A quando risale questa parola di fede
dei Rabbini nella felice età serbata ad Israele, a tutto Israele? Pare che essa
fosse la conclusione di una lunga disputa che ebbe luogo in seno alle classi e
alle scuole della società ebraica all’alba del cristianesimo. «Molti
credevano che dovessero esser pochi coloro che avrebbero meritato di partecipare
alla vita immortale. I circoli giudeo-cristiani ritenevano che la grande
maggioranza dell’Umanità fosse condannata alla perdizione, se il sangue
del redentore non fosse venuto a salvarla». (Dr. J. H. HERTZ, Sayings of the Fathers,
pag. 4). In Matteo, (VII, 14) è infatti scritto: «La porta stretta e la via
angusta menano alla vita e pochi son coloro che la trovano», oppurre (XXII, 14): «Molti sono i chiamati, ma pochi gli
eletti». A questa idea i Rabbini opponevano la loro dottrina morale, secondo la
quale la felicità e il bene non dipendono da un fatto esteriore o da un
principio di fede, ma dalla virtù degli uomini e quindi tutti sono
capaci di ottenerli. Tutti, ebrei e pagani. «Aprite le porte ed entri la gente
onesta che osserva la lealtà» (Isaia, XXVI, 2). Il Profeta non dice: «Ed
entrino i sacerdoti, i leviti, gli israeliti, ma dice: entri la gente onesta».
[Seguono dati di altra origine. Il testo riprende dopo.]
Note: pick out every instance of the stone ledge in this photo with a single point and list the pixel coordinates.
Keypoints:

Ancora: «Io chiamo a testimoni il cielo e la terra che pagàno o ebreo, uomo o
donna, schiavo o schiava, su tutti poserà lo Spirito Santo, secondo le opere
che compieranno».
Guida a queste buone opere potevano essere le massime dei
Sapienti, dei padri morali cioè dei maestri del popolo, che erano
state raccolte e tramandate nei cinque capitoli di Avòth.